As a member of the Southeast Asian American community, it is excruciatingly painful to listen to arguments against SB 54 that inherently criminalize the existence of undocumented immigrants. Undocumented immigrants aren’t just crossing the border to seek better lives, they’re crossing the entire ocean. It is factually untrue that all undocumented immigrants come into the country via the southern border of the United States.

The undocumented population in the United States is not exclusively composed of people from Mexico, Central America and South America. Data aggregated by the AAPI Data program at the University of California, Riverside reveals that 20 percent of undocumented immigrants residing in California are from Asia. From 2000 to 2011, the nationwide undocumented population originating from the Philippines grew by 35 percent, and the undocumented population originating from Vietnam increased by 10 percent. While the Asian immigrant population has been granted the most amount of green cards compared to other immigrant populations, it’s also important to note that the vast majority of green card holders from Asia are from China and India, suggesting that Southeast Asian immigrants are perhaps more likely to be undocumented. These statistics demonstrate that – contrary to popular belief on who constitutes the subject population – whatever results from both the state and local debate on undocumented immigrants will deeply impact more immigrant communities than just one.

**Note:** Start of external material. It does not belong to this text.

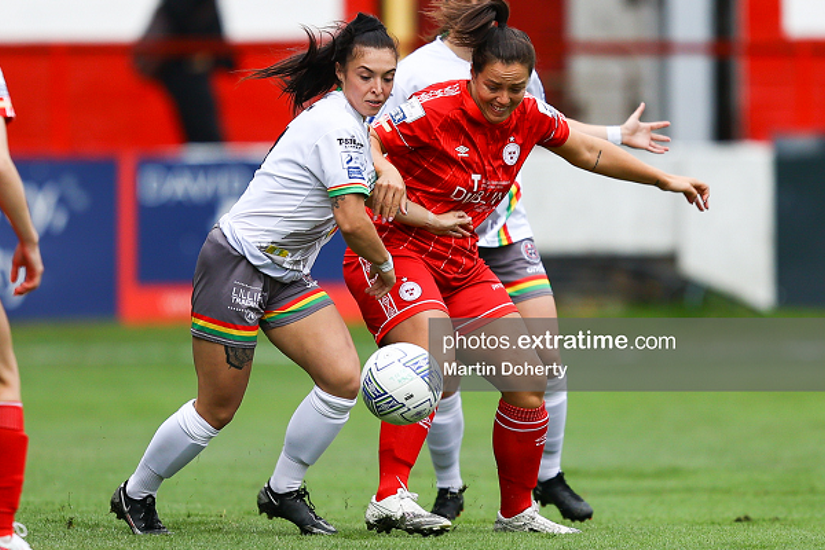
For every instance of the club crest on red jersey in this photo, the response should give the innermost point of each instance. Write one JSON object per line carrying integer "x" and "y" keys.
{"x": 511, "y": 152}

Crime is often cited as a primary factor in the concern over “sanctuary city” status. However, the sizable Southeast Asian undocumented population defies this concern – and so do most undocumented immigrants in general. According to the Southeast Asia Resource Action Center, upwards of 2,000 Southeast Asian refugees have been deported, many for nonviolent crimes committed when they were young that they’ve already served sentences for. These 2,000 that have been deported are a fraction of the 15,000 Southeast Asian refugees who have been served final deportation orders, including those who hold green cards. They’ve been imprisoned for as long as the courts have demanded they be punished via incarceration, and yet the public still demands that they be further punished by being deported.

I understand, however, that it might be hard to relate to a daughter of Vietnamese refugees. If so, then know that I support SB 54 also as a fellow taxpayer. As a working-class American, I am vehemently opposed to my hard-earned tax dollars funding resources that might be used to deport my fellow neighbors. Local and state law enforcement have never been required to enforce federal immigration policy, and SB 54 would prevent funding such an unconstitutional process with my – and your – tax dollars.

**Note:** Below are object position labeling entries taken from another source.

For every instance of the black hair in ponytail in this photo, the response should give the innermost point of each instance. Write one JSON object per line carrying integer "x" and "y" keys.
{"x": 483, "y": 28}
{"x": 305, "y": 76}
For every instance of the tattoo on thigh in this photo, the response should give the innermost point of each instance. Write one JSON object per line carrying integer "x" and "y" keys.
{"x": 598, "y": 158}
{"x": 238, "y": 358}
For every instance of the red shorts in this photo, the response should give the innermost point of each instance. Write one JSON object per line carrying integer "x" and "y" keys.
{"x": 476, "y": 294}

I’m not writing this as a futile wish for a time machine to take the city back to Tuesday night. I don’t believe anything would have changed how the City Council voted. I am writing to explain exactly what the City Council has done. By voting to support the federal lawsuit against California over SB 54, the City Council has indirectly endorsed those who terrorize my friends and neighbors.

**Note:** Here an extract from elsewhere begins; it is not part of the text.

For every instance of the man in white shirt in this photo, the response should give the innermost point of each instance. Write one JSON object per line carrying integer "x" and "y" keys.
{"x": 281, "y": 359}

Opposing SB 54 is validating the same people who regularly honk at me and shout “Go back to China!” while I’m walking to the grocery store, the same people who slow down their cars in residential areas to follow me while shouting racial slurs. It’s telling refugee and immigrant families – those from El Salvador to those from Cambodia – that you don’t think our undocumented family members deserve to live free from fear. I support SB 54 because I refuse to let taxpayer-funded local and state resources be used to deport my fellow community members – some of whom are extended family. My hometown’s City Council voting to oppose SB 54 only reaffirms what’s been demonstrated to me for years: I might care deeply for this city that I’ve spent my whole life in, but my hometown clearly doesn’t even want me.

Mai Nguyen Do is a poet, researcher, and lifelong Saugus resident.

About the author

Signal Contributor

Signal Contributor

Mai Nguyen Do: My fears affirmed

It’s Tuesday night. I’m supposed to be working on a research project right now, but instead I’m listening to “proud racists” try to convince the Santa Clarita City Council to oppose SB 54, a bill which would prevent federal deportation processes from using state and local resources. I admit, I’ve often been frustrated with the members of the Santa Clarita City Council, but I’ve never been particularly enraged at them. Yet, I am now somewhere between sobbing and seething because the Santa Clarita City Council has voted to support the presidential administration’s lawsuit against SB 54, the California Values Act.

As a member of the Southeast Asian American community, it is excruciatingly painful to listen to arguments against SB 54 that inherently criminalize the existence of undocumented immigrants. Undocumented immigrants aren’t just crossing the border to seek better lives, they’re crossing the entire ocean. It is factually untrue that all undocumented immigrants come into the country via the southern border of the United States.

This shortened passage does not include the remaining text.